Anytime you make a lot of changes to a project, you take a chance on something going wrong. It could be something as simple as forgetting to plug in a senor or something more significant — like a mechanical problem. In the case of our C6 Corvette project, we didn’t even know we had a problem until after a successful dyno session.
The new powerplant in our C6 consists of a Chevrolet Performance LSX 376 crate engine mated to a ProCharger Stage-2 D-1SC system. This combination, with 13-pounds of boost and a conservative tune, cranked out 653 rear-wheel horsepower and 646 lb-ft of torque at the wheels, running 91 octane gas. While we had intentions of bringing the car back for a more aggressive tuning session, we ran into an issue.
Before our second dyno session at Powerlabs, Brian Petty, owner of the C6, took the boosted ‘Vette for a spin and, everything seemed normal. But, when Brian stepped on the throttle, he found a problem. Under power, the Corvette would shift from First gear to Third gear, bypassing Second altogether. Even though it felt fine at part throttle, it was apparent that 6L80E was doomed and in need of a rebuild. We made a call to Hughes Performance to get the transmission whipped back into shape.

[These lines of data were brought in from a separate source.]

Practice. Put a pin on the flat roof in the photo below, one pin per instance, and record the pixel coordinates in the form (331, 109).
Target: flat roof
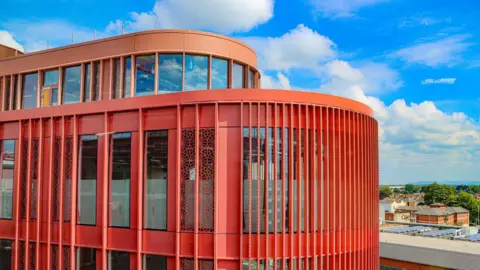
(431, 243)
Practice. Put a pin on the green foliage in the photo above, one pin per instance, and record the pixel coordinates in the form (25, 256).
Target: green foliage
(436, 193)
(385, 192)
(473, 189)
(410, 189)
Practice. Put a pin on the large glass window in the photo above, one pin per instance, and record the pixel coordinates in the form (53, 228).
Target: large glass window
(127, 76)
(156, 182)
(86, 259)
(7, 158)
(49, 95)
(154, 262)
(71, 85)
(29, 92)
(120, 184)
(86, 82)
(238, 75)
(170, 73)
(87, 182)
(145, 75)
(196, 72)
(118, 260)
(219, 73)
(5, 254)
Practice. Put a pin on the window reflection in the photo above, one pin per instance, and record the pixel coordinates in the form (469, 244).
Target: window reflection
(86, 259)
(120, 184)
(127, 74)
(156, 182)
(7, 158)
(196, 72)
(29, 92)
(237, 76)
(145, 75)
(118, 260)
(170, 73)
(71, 85)
(87, 184)
(219, 73)
(154, 262)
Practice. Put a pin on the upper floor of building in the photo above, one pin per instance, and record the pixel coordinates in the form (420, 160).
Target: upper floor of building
(137, 64)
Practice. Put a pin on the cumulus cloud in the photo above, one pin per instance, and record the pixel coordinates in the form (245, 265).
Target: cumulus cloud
(301, 47)
(342, 8)
(225, 16)
(439, 81)
(7, 39)
(444, 52)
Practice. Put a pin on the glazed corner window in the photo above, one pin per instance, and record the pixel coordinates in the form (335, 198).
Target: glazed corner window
(49, 95)
(145, 75)
(219, 73)
(29, 91)
(156, 184)
(127, 76)
(71, 85)
(87, 183)
(238, 76)
(86, 259)
(118, 260)
(170, 68)
(154, 262)
(7, 158)
(196, 72)
(120, 184)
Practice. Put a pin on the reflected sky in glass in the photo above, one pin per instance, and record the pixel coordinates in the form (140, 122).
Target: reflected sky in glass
(170, 73)
(219, 73)
(145, 75)
(237, 76)
(71, 85)
(196, 72)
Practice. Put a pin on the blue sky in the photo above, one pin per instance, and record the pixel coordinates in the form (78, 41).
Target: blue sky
(416, 63)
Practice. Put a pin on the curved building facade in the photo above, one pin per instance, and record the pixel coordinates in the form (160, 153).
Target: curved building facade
(158, 150)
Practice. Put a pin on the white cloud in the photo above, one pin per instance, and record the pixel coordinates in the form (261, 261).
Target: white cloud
(447, 51)
(7, 39)
(342, 8)
(224, 16)
(439, 81)
(299, 48)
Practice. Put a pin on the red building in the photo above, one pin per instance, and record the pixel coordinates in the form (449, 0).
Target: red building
(158, 150)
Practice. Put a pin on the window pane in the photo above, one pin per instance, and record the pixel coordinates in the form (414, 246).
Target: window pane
(86, 259)
(71, 85)
(5, 254)
(120, 188)
(237, 76)
(30, 86)
(219, 73)
(145, 75)
(196, 72)
(86, 83)
(50, 77)
(87, 184)
(7, 157)
(127, 76)
(250, 79)
(156, 186)
(118, 260)
(155, 262)
(170, 73)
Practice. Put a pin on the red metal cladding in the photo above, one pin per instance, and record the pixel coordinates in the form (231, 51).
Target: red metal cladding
(251, 179)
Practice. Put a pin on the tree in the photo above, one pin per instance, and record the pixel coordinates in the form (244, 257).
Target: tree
(473, 189)
(410, 189)
(385, 192)
(436, 193)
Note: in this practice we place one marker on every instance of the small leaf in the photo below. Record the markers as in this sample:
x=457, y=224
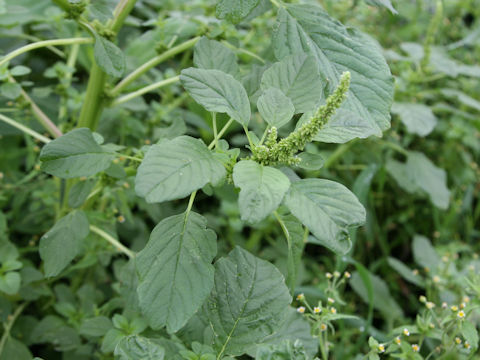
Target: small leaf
x=75, y=154
x=275, y=108
x=328, y=209
x=210, y=54
x=248, y=302
x=59, y=246
x=138, y=348
x=262, y=189
x=298, y=77
x=109, y=57
x=235, y=10
x=175, y=168
x=217, y=91
x=175, y=271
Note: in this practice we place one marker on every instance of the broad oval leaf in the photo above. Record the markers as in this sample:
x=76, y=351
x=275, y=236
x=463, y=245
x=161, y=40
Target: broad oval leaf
x=59, y=246
x=138, y=348
x=175, y=270
x=248, y=302
x=217, y=91
x=418, y=118
x=75, y=154
x=261, y=189
x=328, y=209
x=275, y=108
x=298, y=77
x=366, y=111
x=210, y=54
x=109, y=57
x=175, y=168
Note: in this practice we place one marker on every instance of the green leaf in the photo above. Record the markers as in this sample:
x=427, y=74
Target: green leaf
x=217, y=91
x=175, y=168
x=328, y=209
x=298, y=77
x=235, y=10
x=210, y=54
x=10, y=90
x=262, y=189
x=424, y=253
x=275, y=108
x=109, y=57
x=366, y=111
x=405, y=272
x=382, y=300
x=175, y=271
x=248, y=302
x=10, y=282
x=419, y=119
x=75, y=154
x=138, y=348
x=59, y=246
x=420, y=175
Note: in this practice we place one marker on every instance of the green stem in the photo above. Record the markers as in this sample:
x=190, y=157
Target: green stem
x=24, y=129
x=152, y=63
x=44, y=43
x=119, y=246
x=8, y=326
x=145, y=90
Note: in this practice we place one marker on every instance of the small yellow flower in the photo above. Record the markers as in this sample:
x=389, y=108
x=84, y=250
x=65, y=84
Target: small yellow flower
x=300, y=297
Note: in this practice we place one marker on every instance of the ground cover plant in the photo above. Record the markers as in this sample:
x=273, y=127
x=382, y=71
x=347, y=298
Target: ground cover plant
x=239, y=179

Since the transmission had to be rebuilt, Brian decided to go with the no-holds-barred approach and get the best six-speed transmission and torque convertor Hughes had to offer. The built 6L80E is rated at 1,000 horsepower and will ensure that no matter how much boost we might throw at the current combination, we do not need to worry about transmission failure again. Hughes was on the ball as usual, and Brian had the new transmission and convertor at his door within a few days.
With the new driveline back in its proper place, it was time to hit the rollers once again. On the first pull, we were able to make 643.5 horsepower 671 lb-ft of torque at 5,000 rpm, putting the C6 right where we left off during our previous dyno session. For the next pull, Jeremy Bird of Powerlabs decided to add more fuel and RPM. With an additional two-degrees of timing and a pull to 6,500 rpm, the ProCharged 376 cranked out 706.7 horsepower and 675 lb-ft of torque. All this while still drinking 91-octane pump gas and using a low boost number. For dyno run number three, Jeremy cleaned up the fueling and everything else remained the same. This change netted more gains, sending the horsepower to 735. The torque rocketed to 704.5 lb-ft.
While we’re thrilled with the performance of the ProCharged LSX 376 and the new Hughes Performance transmission, we have more in store. Our plans include switching out the runners in the FAST LSXR intake manifold, upping the boost, and comparing VP Racing Fuel’s MS109 racing fuel and E85 on the dyno. Who knows, we might even install a larger ProCharger to really see what this combination is capable of producing.